2. The text-oriented single-core HOG efficient heterogeneous acceleration method according to claim 1, wherein in step S1, the work item is the smallest work unit in OpenCL; the cell unit is an image minimum dividing unit; each cell comprises a plurality of connected pixel areas with uniform sizes of Cx×Cy, the total pixel size of the window image is Wx×Wy, and the generated two-dimensional index is (Wx, wy).

3. The text-oriented single-core HOG high-efficiency heterogeneous acceleration method of claim 1, wherein the differential template in step S2 is [ -1,0,1].

4. The text-oriented single-core HOG efficient heterogeneous acceleration method according to claim 2, characterized in that the global index in step S5 has a size (Wx/Cx, wy/Cy).

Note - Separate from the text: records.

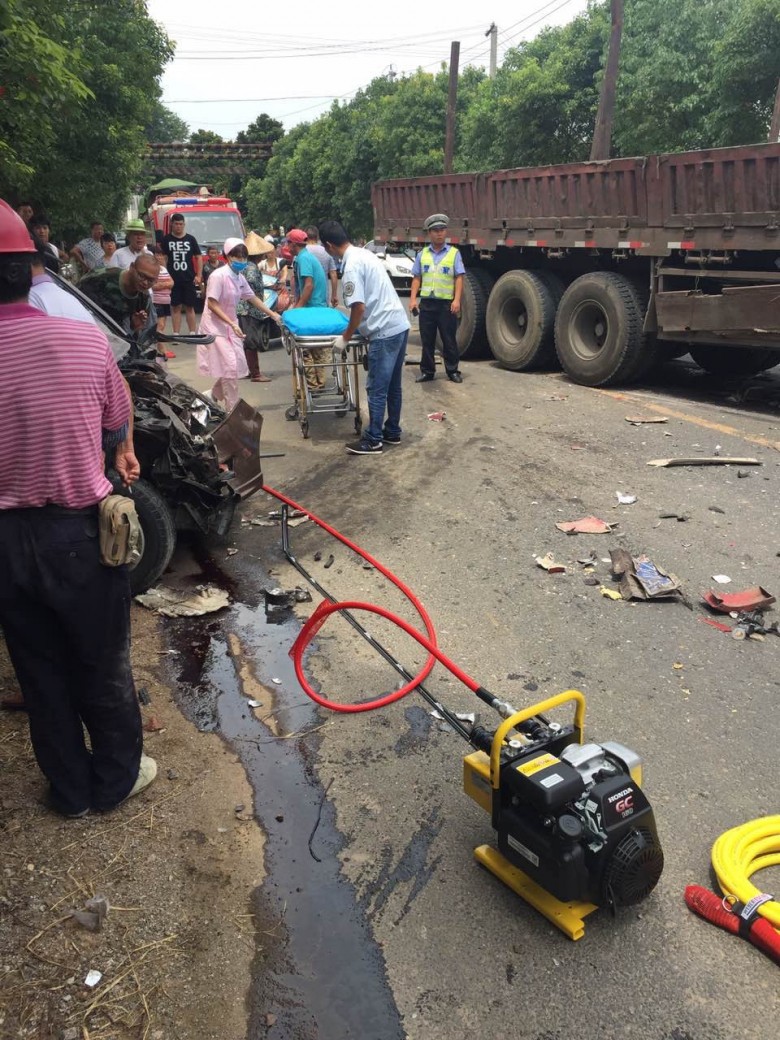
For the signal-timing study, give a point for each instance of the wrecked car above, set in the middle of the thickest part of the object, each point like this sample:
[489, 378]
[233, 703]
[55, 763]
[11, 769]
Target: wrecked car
[197, 462]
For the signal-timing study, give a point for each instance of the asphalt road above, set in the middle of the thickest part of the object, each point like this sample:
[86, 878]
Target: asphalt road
[459, 511]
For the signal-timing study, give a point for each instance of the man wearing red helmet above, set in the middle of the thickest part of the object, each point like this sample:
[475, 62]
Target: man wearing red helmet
[66, 617]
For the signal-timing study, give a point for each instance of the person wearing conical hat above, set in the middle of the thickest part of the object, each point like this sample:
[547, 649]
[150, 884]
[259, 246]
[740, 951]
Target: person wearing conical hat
[135, 238]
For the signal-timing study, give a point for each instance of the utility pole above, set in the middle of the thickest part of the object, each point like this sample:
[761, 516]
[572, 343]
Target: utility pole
[602, 134]
[775, 128]
[493, 33]
[455, 55]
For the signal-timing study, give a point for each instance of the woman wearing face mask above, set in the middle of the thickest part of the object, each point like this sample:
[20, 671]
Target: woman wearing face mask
[224, 359]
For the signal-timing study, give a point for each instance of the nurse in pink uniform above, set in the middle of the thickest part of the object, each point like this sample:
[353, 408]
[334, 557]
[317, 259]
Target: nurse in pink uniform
[224, 359]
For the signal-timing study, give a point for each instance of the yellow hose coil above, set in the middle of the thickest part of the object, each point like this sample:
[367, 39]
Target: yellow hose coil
[741, 852]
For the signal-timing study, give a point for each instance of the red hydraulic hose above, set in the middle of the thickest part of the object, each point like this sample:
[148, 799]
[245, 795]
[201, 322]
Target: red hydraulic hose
[759, 931]
[325, 609]
[319, 617]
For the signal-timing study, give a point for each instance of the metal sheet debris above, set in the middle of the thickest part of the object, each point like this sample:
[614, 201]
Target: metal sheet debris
[705, 461]
[184, 602]
[641, 578]
[587, 525]
[548, 564]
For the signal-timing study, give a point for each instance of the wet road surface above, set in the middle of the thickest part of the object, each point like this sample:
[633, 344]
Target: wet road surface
[396, 932]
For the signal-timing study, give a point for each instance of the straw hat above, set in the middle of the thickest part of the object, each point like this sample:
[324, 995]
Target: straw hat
[257, 245]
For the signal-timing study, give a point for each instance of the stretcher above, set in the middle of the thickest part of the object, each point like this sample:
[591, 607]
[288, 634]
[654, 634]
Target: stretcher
[340, 368]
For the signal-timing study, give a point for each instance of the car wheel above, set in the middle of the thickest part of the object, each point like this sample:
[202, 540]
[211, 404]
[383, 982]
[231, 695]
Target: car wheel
[520, 320]
[599, 337]
[158, 535]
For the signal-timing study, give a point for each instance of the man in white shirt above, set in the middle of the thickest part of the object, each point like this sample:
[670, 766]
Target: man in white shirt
[50, 297]
[135, 235]
[377, 312]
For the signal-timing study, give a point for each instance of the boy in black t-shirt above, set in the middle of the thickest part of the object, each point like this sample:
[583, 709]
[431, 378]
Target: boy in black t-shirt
[184, 260]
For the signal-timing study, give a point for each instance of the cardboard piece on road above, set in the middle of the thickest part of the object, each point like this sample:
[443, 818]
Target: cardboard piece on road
[755, 598]
[548, 564]
[587, 525]
[705, 461]
[641, 578]
[185, 602]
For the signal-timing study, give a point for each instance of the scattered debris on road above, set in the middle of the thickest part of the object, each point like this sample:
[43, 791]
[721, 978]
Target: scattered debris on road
[609, 593]
[641, 578]
[586, 525]
[754, 598]
[548, 564]
[93, 914]
[705, 461]
[184, 603]
[278, 600]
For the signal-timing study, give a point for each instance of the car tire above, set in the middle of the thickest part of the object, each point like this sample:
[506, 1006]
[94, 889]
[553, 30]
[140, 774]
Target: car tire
[520, 320]
[158, 535]
[599, 337]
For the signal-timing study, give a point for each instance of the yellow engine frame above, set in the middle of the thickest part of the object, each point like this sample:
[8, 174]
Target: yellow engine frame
[482, 778]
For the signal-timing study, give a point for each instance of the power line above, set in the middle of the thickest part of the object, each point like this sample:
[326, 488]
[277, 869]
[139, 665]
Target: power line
[232, 101]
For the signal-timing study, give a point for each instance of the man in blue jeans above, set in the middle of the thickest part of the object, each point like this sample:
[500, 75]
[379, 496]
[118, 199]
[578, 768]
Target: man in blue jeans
[377, 312]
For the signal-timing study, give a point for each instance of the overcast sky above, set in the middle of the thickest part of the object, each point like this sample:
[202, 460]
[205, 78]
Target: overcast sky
[291, 59]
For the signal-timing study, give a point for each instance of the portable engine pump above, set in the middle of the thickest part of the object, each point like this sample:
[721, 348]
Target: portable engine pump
[573, 826]
[574, 829]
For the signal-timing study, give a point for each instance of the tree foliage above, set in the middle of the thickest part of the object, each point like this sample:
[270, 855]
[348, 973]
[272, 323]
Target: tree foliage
[42, 84]
[79, 83]
[110, 58]
[205, 137]
[261, 129]
[164, 126]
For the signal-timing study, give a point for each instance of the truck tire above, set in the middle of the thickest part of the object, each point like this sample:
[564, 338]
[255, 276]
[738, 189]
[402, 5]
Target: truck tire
[734, 360]
[472, 338]
[159, 535]
[521, 319]
[598, 330]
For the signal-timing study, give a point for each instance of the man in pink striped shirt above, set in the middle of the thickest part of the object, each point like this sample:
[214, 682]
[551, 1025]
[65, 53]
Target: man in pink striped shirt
[65, 616]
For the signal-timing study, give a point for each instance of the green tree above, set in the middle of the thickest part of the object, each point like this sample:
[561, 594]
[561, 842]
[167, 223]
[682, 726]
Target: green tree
[541, 107]
[165, 127]
[261, 129]
[42, 85]
[696, 74]
[87, 165]
[746, 59]
[205, 137]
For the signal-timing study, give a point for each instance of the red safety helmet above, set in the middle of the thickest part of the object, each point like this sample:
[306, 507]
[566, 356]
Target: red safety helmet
[14, 234]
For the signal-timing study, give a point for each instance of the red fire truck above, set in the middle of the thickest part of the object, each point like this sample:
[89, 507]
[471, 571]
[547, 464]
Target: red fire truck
[210, 218]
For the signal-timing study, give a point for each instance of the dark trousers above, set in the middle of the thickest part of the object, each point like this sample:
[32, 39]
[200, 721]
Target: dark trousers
[436, 316]
[67, 624]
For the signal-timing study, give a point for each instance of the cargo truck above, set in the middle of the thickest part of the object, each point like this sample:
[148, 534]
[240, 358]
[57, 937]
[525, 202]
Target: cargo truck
[611, 266]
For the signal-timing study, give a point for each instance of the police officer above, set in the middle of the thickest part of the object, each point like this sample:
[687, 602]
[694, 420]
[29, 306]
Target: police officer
[437, 278]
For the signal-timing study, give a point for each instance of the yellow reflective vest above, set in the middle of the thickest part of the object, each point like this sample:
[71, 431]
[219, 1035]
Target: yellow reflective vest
[438, 277]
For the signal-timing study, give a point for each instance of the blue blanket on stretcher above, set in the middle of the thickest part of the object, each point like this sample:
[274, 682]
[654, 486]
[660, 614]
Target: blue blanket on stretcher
[315, 321]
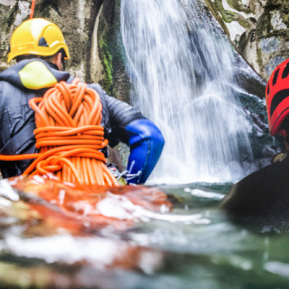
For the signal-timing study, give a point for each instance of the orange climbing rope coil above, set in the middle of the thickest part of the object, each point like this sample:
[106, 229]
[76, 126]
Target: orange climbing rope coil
[69, 136]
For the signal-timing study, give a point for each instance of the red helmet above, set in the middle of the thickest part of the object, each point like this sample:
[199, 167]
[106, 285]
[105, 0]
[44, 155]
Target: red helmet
[277, 98]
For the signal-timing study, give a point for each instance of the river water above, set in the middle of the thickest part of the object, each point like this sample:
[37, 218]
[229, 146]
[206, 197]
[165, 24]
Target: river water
[192, 245]
[183, 74]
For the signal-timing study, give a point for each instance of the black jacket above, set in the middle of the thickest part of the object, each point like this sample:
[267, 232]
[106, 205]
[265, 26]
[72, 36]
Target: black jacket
[26, 80]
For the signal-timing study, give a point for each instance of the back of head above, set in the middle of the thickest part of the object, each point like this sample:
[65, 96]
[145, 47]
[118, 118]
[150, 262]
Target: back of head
[277, 100]
[38, 37]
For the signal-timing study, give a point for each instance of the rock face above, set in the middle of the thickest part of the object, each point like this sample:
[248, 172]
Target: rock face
[76, 18]
[259, 29]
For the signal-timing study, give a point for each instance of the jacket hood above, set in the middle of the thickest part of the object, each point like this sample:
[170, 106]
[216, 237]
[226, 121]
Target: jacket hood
[34, 74]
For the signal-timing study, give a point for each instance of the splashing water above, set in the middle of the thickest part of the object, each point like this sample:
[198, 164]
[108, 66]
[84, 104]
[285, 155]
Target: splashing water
[181, 68]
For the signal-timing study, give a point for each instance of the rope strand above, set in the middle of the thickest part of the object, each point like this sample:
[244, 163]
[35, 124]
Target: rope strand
[69, 136]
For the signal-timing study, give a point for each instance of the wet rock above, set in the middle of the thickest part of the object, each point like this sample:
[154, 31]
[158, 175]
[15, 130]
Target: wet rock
[259, 29]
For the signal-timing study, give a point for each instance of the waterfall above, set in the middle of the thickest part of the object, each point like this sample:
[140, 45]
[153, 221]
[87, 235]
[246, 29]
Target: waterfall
[181, 71]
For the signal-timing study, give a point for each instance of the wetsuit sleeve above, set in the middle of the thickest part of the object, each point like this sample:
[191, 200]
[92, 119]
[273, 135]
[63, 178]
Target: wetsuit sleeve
[116, 115]
[129, 126]
[146, 144]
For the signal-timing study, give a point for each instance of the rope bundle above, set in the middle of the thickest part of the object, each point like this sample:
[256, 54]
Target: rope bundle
[69, 136]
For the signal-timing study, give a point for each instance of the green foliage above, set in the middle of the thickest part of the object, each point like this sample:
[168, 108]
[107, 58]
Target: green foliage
[259, 57]
[107, 82]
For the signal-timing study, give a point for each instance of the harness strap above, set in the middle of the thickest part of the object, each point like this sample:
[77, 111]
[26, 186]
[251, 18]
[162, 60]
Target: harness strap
[21, 140]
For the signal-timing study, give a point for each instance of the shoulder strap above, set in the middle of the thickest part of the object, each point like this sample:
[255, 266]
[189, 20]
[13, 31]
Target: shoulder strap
[21, 140]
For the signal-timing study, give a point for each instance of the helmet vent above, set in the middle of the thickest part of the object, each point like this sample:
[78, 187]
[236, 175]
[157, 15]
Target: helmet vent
[42, 42]
[275, 76]
[286, 71]
[278, 98]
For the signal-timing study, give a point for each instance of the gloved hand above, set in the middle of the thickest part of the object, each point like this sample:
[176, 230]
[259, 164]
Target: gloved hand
[146, 144]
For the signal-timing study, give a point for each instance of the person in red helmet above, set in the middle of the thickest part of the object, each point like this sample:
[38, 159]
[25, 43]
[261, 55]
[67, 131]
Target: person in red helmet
[261, 200]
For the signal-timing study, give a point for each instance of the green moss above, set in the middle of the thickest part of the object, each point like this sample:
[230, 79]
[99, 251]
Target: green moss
[259, 57]
[245, 24]
[211, 6]
[106, 58]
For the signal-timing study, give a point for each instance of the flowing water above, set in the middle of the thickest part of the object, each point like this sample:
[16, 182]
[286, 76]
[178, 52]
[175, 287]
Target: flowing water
[181, 69]
[131, 244]
[55, 235]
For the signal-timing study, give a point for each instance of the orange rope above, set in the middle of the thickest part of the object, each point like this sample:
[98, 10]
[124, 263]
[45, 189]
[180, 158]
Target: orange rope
[69, 136]
[32, 9]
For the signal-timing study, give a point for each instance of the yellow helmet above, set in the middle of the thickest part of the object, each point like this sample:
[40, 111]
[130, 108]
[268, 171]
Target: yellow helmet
[37, 37]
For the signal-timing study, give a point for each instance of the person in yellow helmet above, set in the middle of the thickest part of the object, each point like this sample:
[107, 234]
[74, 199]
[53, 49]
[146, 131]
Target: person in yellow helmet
[40, 51]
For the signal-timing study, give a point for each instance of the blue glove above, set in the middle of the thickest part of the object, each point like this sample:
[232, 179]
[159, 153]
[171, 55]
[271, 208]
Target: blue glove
[146, 144]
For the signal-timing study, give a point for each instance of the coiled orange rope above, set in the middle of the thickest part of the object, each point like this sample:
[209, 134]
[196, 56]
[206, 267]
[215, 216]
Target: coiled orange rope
[69, 136]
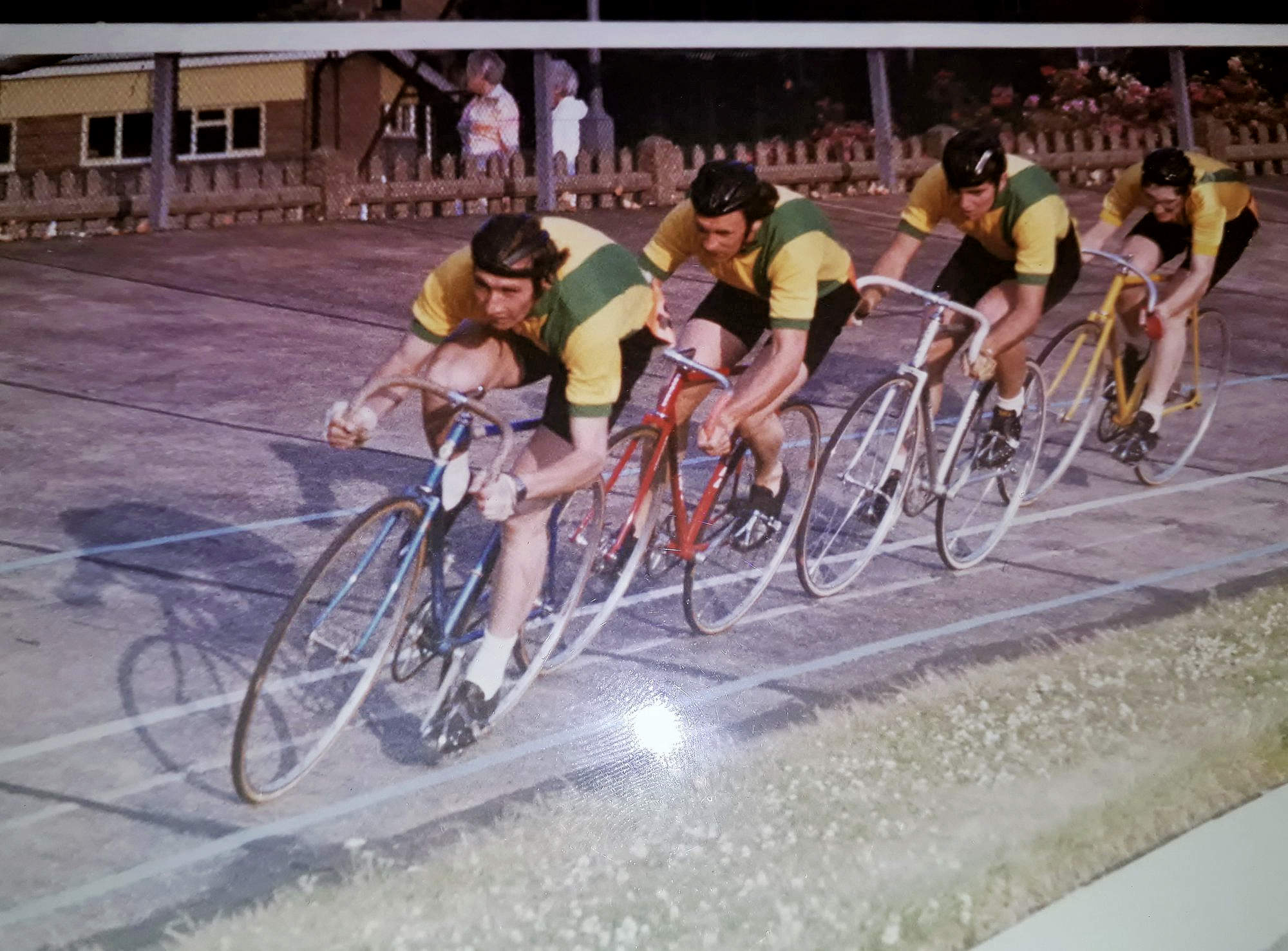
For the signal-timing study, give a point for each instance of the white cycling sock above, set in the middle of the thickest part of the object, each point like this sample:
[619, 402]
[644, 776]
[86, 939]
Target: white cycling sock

5. The text-oriented single-core HOG heterogeneous acceleration method of claim 4, wherein the global index size at parallel reduction in step S7 is (Wx/Cx, wy), using a total of Wx x Wy/Cx work items.

6. The text-oriented single-core HOG efficient heterogeneous acceleration method according to claim 5, wherein the first parallel reduction in step S7 uses Cy/2 work items in total to count two columns of gradients; the second parallel protocol uses Cy/4 work items to count two columns of gradients in total, and then uses the previous 1/2 work items to count gradients in sequence until the gradient statistics is completed.